LIVRO: Casa Grande e Senzala
AUTOR: Gilberto Freyre
1º-Com relação ao Brasil, que o diga o ditado: “Branca para casar, mulata para f..., negra para trabalhar”; ditado em que se sente, ao lado do convencialismo social da superioridade da mulher branca e da inferioridade da preta, a preferência sexual pela mulata... (pág.72)
2°-No Brasil, tanto São Paulo como Pernambuco - os dois grandes focos de energia criadora nos primeiros séculos da colonização, os produtos no sentido horizontal, os pernambucanos no vertical – a sociedade capaz de tão notáveis iniciativas como bandeiras, a catequese, a fundação e consolidação da agricultura tropical, as guerras contra os franceses no Maranhão e contra os holandeses em Pernambuco... (pág.73)

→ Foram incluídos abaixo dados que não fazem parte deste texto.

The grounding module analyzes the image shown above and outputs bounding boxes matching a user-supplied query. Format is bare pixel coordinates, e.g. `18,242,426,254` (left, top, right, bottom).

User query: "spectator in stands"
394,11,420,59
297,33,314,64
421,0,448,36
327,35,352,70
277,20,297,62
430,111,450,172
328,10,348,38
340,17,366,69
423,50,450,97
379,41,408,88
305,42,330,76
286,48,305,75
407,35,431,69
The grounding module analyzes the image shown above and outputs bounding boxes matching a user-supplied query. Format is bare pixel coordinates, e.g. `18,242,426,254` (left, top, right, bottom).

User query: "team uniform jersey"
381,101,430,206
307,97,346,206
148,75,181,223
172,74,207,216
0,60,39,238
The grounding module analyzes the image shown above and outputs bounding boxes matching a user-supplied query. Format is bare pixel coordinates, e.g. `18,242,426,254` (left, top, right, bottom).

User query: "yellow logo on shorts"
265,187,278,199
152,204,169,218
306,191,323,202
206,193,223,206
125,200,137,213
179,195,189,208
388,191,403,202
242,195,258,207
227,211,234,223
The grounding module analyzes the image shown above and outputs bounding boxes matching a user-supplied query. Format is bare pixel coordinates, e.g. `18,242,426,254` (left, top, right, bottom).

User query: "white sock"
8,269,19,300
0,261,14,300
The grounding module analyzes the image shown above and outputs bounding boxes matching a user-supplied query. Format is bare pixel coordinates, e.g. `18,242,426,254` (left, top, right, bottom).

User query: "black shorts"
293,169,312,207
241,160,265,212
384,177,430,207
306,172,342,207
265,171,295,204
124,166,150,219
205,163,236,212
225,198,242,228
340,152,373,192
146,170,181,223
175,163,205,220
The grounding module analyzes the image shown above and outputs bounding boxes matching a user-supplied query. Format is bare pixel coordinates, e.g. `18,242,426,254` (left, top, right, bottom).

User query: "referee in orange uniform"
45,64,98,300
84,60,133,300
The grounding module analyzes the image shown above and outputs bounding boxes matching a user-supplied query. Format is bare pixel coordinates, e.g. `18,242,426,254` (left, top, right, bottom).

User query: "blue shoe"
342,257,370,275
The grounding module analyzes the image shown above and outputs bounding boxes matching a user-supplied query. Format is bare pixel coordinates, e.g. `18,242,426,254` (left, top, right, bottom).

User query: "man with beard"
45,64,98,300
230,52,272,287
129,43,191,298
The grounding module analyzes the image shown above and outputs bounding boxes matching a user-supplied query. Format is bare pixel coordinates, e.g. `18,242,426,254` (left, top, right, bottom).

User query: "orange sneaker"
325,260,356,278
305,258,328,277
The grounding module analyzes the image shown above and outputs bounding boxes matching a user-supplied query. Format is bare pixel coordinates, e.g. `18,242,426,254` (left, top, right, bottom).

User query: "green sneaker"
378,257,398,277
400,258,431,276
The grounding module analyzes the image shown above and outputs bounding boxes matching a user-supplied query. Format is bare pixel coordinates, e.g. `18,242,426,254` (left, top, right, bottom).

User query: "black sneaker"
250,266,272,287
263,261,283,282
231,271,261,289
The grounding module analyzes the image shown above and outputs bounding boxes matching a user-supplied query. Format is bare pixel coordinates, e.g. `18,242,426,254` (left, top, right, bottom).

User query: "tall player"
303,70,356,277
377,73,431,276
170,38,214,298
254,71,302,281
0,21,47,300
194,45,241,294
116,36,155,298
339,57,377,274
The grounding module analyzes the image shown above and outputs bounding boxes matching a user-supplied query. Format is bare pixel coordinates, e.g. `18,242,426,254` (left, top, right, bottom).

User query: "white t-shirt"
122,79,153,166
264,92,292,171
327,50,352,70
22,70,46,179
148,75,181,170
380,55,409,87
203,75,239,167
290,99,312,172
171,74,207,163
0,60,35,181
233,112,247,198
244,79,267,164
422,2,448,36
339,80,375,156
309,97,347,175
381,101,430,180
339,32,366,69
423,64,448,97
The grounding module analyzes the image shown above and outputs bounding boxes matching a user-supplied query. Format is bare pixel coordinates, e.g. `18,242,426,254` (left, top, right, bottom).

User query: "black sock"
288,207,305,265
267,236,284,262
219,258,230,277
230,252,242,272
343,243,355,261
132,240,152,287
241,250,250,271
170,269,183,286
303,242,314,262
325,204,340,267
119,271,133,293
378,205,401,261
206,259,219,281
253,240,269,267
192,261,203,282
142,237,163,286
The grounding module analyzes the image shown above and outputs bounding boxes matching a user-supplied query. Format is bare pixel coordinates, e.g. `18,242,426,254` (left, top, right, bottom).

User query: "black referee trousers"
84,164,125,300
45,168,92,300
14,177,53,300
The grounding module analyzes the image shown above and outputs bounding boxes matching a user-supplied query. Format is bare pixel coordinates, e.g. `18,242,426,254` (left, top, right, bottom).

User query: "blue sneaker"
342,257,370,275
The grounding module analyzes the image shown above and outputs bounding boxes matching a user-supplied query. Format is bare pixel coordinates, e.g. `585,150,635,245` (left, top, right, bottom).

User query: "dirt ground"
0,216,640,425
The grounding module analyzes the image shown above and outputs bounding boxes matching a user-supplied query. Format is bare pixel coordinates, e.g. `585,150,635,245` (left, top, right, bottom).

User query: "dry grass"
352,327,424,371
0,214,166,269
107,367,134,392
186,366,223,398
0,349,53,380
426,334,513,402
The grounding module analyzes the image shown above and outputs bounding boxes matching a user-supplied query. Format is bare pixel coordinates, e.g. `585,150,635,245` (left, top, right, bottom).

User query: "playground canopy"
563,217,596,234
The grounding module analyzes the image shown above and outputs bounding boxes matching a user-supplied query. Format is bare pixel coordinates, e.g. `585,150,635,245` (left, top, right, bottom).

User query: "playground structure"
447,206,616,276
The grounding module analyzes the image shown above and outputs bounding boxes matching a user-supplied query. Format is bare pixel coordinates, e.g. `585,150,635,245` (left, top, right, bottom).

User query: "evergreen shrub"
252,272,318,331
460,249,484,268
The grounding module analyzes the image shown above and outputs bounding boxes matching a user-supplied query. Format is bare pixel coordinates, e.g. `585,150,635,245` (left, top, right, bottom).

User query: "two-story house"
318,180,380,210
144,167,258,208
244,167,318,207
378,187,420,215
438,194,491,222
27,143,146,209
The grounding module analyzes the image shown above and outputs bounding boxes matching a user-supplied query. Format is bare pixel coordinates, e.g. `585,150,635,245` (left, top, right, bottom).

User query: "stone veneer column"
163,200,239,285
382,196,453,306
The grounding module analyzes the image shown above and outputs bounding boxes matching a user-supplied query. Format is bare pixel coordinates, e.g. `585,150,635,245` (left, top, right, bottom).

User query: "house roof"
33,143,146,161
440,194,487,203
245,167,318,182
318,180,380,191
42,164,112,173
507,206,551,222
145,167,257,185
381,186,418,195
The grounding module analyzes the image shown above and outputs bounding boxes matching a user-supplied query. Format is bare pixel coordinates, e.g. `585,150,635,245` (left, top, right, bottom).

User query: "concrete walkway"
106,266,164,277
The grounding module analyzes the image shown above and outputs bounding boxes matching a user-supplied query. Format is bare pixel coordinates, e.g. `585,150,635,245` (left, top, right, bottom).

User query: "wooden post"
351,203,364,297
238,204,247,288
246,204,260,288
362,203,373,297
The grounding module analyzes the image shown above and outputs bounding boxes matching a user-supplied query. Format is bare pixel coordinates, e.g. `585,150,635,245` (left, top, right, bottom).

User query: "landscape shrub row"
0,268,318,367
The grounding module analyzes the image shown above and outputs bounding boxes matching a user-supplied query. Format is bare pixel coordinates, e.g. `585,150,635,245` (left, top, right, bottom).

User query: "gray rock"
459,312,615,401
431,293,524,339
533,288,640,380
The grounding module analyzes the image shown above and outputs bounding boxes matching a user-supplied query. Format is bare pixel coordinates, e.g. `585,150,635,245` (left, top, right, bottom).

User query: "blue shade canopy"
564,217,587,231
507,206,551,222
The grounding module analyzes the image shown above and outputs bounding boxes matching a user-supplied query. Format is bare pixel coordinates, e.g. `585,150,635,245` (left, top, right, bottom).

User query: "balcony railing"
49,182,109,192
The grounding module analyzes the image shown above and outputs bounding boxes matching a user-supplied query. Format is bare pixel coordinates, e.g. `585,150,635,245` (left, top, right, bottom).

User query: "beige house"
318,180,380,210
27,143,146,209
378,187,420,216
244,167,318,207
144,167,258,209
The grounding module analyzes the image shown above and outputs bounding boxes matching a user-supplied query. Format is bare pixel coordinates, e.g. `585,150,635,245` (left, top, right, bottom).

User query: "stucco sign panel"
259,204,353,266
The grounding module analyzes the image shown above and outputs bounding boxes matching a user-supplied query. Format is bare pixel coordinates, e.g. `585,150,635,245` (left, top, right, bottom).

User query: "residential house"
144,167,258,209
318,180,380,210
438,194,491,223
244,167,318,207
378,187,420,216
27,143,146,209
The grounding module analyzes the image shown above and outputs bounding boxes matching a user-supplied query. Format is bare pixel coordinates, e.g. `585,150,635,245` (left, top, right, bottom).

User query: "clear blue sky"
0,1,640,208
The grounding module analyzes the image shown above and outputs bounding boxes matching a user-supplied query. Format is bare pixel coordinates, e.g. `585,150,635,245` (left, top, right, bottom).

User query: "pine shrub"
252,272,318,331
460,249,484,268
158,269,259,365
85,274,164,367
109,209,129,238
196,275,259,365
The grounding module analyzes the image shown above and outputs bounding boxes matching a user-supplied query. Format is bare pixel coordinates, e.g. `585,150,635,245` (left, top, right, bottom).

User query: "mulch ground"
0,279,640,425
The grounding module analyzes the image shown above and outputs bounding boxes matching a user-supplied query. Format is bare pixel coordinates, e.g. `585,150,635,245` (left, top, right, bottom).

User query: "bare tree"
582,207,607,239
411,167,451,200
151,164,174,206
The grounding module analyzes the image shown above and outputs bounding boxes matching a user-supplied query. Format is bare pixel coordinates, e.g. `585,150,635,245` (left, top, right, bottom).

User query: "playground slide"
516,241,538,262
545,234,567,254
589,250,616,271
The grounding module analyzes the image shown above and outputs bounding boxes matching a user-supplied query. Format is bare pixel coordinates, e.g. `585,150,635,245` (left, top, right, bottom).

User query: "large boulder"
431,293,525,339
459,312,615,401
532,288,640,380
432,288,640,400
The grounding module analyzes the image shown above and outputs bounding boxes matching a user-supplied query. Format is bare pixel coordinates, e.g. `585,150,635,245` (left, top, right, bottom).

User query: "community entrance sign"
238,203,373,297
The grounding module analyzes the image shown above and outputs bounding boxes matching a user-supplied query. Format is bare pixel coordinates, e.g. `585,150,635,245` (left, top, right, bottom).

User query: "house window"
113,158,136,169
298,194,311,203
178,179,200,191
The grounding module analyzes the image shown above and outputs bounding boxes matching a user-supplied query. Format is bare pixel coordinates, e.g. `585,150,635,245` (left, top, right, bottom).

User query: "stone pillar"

3°-O português no Brasil teve de mudar quase radicalmente o seu sistema de alimentação, cuja base se deslocou, com sensível déficit, do trigo para a mandioca; o seu sistema de lavoura, que as condições, físicas e químicas de solo, tanto quanto as de temperatura ou de clima, não permitiram fosse o mesmo doce trabalho as terras portuguesas. (pág.76)
4°-Antes de vitoriosa a colonização portuguesa do Brasil, não se compreendia outro tipo de domínio europeu nas regiões tropicais que não fosse o da exploração comercial através de feitorias ou da pura extração de riqueza mineral. (pág. 78)
5°-O colonizador português do Brasil foi o primeiro entre os colonizadores modernos a deslocar a base da colonização tropical da pura extração de riqueza mineral, vegetal ou animal - ouro, a prata, a madeira, o âmbar, o marfim – para a de criação local de riquezas. (pág. 79)
6°-No Brasil, como nas colônias inglesas de tabaco, de algodão e de arroz da América do Norte, as grandes plantações foram obras não do estado colonizador, sempre somítico em Portugal, mas de corajosa iniciativa particular. Esta é que nos trouxe pela mão de Martim Afonso, ao Sul, e principalmente de um Duarte Coelho, ao Norte, os primeiros colonos sólidos, as primeiras mães de família, as primeiras sementes, o primeiro gado, os primeiros animais de transporte, plantas alimentares, instrumentos agrícolas, mecânicos judeus para as fabricas de açúcar, escravos africanos para o trabalho de eito e de bagaceira. (pág. 80)
7°-(...) Oliveira Viana tem razão quando escreve que entre as Índias “com uma maravilhosa riqueza acumulada e uma longa tradição comercial com os povos do Oriente e Ocidente” e o Brasil “com uma população de aborígines ainda na idade da pedra polida” havia diferença essencial. “Essa ausência de riqueza organizada, essa falta de base para organização puramente comercial”... (pág. 87)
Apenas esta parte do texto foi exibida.